56Em 1887 escreve a célebre carta Autobiográfica, já citada aqui algumas vezes, a Wilhelm Storck, tradutor alemão de Camões e Antero. Em setembro desse mesmo ano faz alusão à carta Autobiográfica em outra missiva dirigida a Storck: «Quanto à minha Autobiografia, usou V. Ex.a dispondo dela como dispôs, de um direito que plenissimamente lhe assistia, e por modo certamente muito lisonjeiro para mim»46.

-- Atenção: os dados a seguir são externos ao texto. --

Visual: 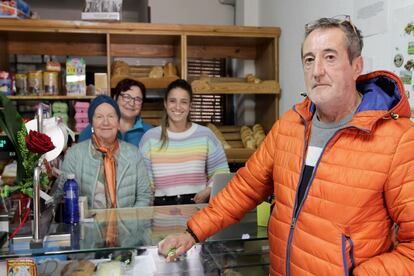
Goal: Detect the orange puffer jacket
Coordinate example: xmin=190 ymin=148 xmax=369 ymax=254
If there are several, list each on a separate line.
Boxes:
xmin=188 ymin=71 xmax=414 ymax=276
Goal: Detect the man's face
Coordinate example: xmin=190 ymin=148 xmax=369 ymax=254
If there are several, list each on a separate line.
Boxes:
xmin=302 ymin=28 xmax=362 ymax=108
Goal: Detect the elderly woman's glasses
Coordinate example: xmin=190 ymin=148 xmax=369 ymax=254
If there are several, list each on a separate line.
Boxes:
xmin=119 ymin=93 xmax=143 ymax=105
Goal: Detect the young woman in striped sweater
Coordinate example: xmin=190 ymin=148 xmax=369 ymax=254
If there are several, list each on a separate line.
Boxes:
xmin=140 ymin=79 xmax=229 ymax=205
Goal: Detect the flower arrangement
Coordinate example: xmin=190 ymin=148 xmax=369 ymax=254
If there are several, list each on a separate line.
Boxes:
xmin=0 ymin=94 xmax=55 ymax=197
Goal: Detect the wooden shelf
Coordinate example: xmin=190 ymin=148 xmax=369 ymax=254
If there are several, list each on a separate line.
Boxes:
xmin=8 ymin=95 xmax=96 ymax=101
xmin=191 ymin=78 xmax=280 ymax=94
xmin=0 ymin=19 xmax=280 ymax=162
xmin=111 ymin=75 xmax=178 ymax=89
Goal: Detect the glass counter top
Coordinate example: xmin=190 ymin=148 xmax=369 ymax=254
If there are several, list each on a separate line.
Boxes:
xmin=0 ymin=204 xmax=267 ymax=261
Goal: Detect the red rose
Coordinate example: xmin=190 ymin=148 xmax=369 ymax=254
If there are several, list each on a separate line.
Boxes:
xmin=26 ymin=130 xmax=55 ymax=154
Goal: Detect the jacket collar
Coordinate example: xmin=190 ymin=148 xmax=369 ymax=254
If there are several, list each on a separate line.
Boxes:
xmin=294 ymin=71 xmax=411 ymax=132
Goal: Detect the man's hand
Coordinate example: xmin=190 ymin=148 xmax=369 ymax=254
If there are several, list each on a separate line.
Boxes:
xmin=158 ymin=233 xmax=196 ymax=262
xmin=194 ymin=187 xmax=211 ymax=203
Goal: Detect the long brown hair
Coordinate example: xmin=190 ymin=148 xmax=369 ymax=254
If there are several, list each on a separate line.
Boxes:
xmin=160 ymin=79 xmax=193 ymax=149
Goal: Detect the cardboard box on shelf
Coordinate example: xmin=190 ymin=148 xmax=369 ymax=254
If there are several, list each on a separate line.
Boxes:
xmin=66 ymin=57 xmax=86 ymax=96
xmin=81 ymin=0 xmax=122 ymax=21
xmin=94 ymin=73 xmax=108 ymax=95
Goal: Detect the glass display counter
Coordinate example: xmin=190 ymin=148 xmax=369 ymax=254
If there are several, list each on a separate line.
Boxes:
xmin=0 ymin=204 xmax=269 ymax=275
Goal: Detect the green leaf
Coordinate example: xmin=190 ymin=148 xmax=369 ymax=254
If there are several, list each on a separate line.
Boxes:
xmin=0 ymin=93 xmax=26 ymax=183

57Em janeiro de 1889 publica no primeiro número do jornal O Trabalhador, o artigo «O socialismo e a moral»: «O problema do Socialismo é essencialmente o problema da organização do trabalho: ora, a organização do trabalho depende antes de tudo da capacidade moral dos trabalhadores, isto é, da sua capacidade de ordem, disciplina e justiça»47.
58Em agosto, começa a escrever, para a Revista de Portugal, a convite de Eça de Queiroz, Tendências gerais da filosofia na segunda metade do século XIX. Em carta a Oliveira Martins, escrita em Vila do Conde, em 26 de novembro de 1889, Antero comenta seu projeto sobre filosofia: «Para mostrar o meu afeto ao nosso Queiroz, comecei a escrever com destino à Revista, um artigo sobre as tendências gerais da Filosofia na atualidade (...)»48.
59Dois meses depois, exatamente a 28 de janeiro de 1890, Eça de Queiroz escreve a Oliveira Martins sobre o trabalho apresentado por Antero: «Como sabes, o nosso Antero ressurgiu para a vida ativa, através da filosofia. Temos dele um primeiro artigo neste número da Revista – que sairá, não sei quando, mas ainda neste século. É extraordinário. Está todo o original na imprensa desde o fim do mês passado!»49. Nos números de janeiro, fevereiro e março de 1890, o texto completo de Tendências é publicado na Revista de Portugal.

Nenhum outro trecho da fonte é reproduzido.